This section is from the "Studio light a magazine of information for the profession 1918" book, by Sara F. T. Price. Also see Amazon: Studio light a magazine of information for the profession 1918.
Kodak Park is in the war. From reveille to taps, it is alive with lads in khaki. With its barracks and mess hall and instruction quarters, it has taken on the aspect of an army cantonment.
Nor are these play soldiers that are quartered there. They are the boys who soon will be "over there" doing their part, often within range of the big German guns, that the fight may be kept over there, not finished over here.
But it is not how to advance in open order, how to bomb a boche dug-out or parry a bayonet thrust that they will be taught in their training. They are learning how to develop the negatives brought back to them by the scouts of the air; negatives that tell where the howitzers are concealed, where the lines are weak and where they are strong, by what routes supplies are brought up, what movements of troops are being made - will tell General Pershing the thousand and one things that he wants to know and that Hindenburg doesn't want him to know.

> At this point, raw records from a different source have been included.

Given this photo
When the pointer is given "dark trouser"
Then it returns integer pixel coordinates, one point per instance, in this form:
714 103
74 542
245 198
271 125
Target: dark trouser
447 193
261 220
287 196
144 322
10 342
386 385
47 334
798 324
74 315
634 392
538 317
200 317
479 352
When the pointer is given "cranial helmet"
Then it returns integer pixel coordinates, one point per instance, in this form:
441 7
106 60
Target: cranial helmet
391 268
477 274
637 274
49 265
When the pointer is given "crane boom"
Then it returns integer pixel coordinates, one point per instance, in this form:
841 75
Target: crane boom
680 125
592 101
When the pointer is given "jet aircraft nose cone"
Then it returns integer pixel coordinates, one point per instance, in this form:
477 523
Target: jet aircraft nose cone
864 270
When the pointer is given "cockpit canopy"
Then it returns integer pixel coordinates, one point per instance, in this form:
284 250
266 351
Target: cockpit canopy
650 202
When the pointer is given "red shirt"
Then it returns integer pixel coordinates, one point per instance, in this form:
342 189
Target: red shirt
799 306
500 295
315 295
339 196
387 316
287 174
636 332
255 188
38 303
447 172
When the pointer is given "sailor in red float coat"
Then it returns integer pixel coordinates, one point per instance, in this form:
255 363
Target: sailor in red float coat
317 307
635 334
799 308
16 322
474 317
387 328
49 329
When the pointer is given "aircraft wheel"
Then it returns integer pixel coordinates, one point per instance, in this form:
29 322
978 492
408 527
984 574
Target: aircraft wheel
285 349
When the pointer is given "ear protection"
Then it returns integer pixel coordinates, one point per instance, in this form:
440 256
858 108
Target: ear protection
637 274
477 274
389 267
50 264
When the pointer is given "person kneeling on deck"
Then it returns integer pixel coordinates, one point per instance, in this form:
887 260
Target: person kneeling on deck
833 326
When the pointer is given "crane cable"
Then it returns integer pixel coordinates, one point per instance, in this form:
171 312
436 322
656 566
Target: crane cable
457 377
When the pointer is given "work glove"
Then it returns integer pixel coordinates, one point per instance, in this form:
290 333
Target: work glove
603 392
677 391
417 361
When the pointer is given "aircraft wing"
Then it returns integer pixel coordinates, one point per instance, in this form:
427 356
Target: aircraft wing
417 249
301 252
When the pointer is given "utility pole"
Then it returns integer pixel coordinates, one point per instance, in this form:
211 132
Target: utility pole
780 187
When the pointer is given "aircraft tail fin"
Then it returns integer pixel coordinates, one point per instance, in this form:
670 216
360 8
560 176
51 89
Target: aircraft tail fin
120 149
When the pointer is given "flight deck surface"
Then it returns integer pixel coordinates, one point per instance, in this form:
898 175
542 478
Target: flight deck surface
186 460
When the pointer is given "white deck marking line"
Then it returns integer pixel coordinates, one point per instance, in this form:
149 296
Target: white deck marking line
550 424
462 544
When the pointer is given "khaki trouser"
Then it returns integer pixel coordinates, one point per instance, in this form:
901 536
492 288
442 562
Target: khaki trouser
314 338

We think of aeroplanes as bomb droppers, as brilliant air duelists rat-tat-ting each other with Lewis guns; but the big part of the work is bringing back pictures of the enemy terrain, pictures on which the immediate activities of the army are based. Aeroplanes fight duels in the air, of course, fight them every day, and it is these brilliant exhibitions of daring that find space in the news columns - but, as a rule, their fighting is to protect their own photographers or to "down" an enemy plane that is likewise on a photographic scouting expedition.
Before the successful advance at Vimy Ridge, hundreds of aerial photographs showed the exact location of the enemy guns and strongholds, showed them so accurately that they were demolished in the hurricane of big gun fire before the eager infantrymen dashed across no-man's land to victory.
Our own vast aeroplane fleet, now in the making, is likewise to provide the scouts for the army, and cameras will be their eyes. Photography, therefore, looms big in the war program. Men must not only be taught how to fight, but men must be taught how to fly, how to photograph and how to develop and how to print. From four to five thousand men are needed, and at once, to do the photographic work back of the lines, to translate, for the commanding officers, the photographic message that the scouts bring back from the skies.And these men are to be trained in photography at Kodak Park.
It was a great satisfaction to us that at this critical time we could offer our government the facilities of our great plant for the training of these men, and, for what is equally important, the manufacture of the special apparatus and materials that are so urgently needed. We had not only the largest and most complete photographic manufacturing plant in the world, but we also had a coordination of resources that enabled us to devise cameras for special needs, to equip them with special lenses of our own calculation, ground by our own workmen, and to produce the sensitive materials best suited to the peculiar requirements of war photography. Here was an organization with its marvelously equipped Research Laboratory and a great force of engineering, scientific and inventive specialists, all working to broaden and better photography. Apparently it was following what was strictly one of the pursuits of peace - but war came and it was ready.
The photographic activities of the army are all under the Signal Corps, and it was, therefore, to that division that we specifically offered our services for the training of men as well as for the designing and making of whatever might be required to perfect its photographic equipment:
"To provide school accommodations and instructors for training men for the photographic work of the Aviation Section, in Rochester, with experts to take charge of the work so far as their services were required, and to select and recommend some of our younger specialists for service with the Aviation Section here and abroad.
"To construct and submit experimental cameras, and submit blue prints of same so that tenders for their construction could be obtained from other firms as well as our own.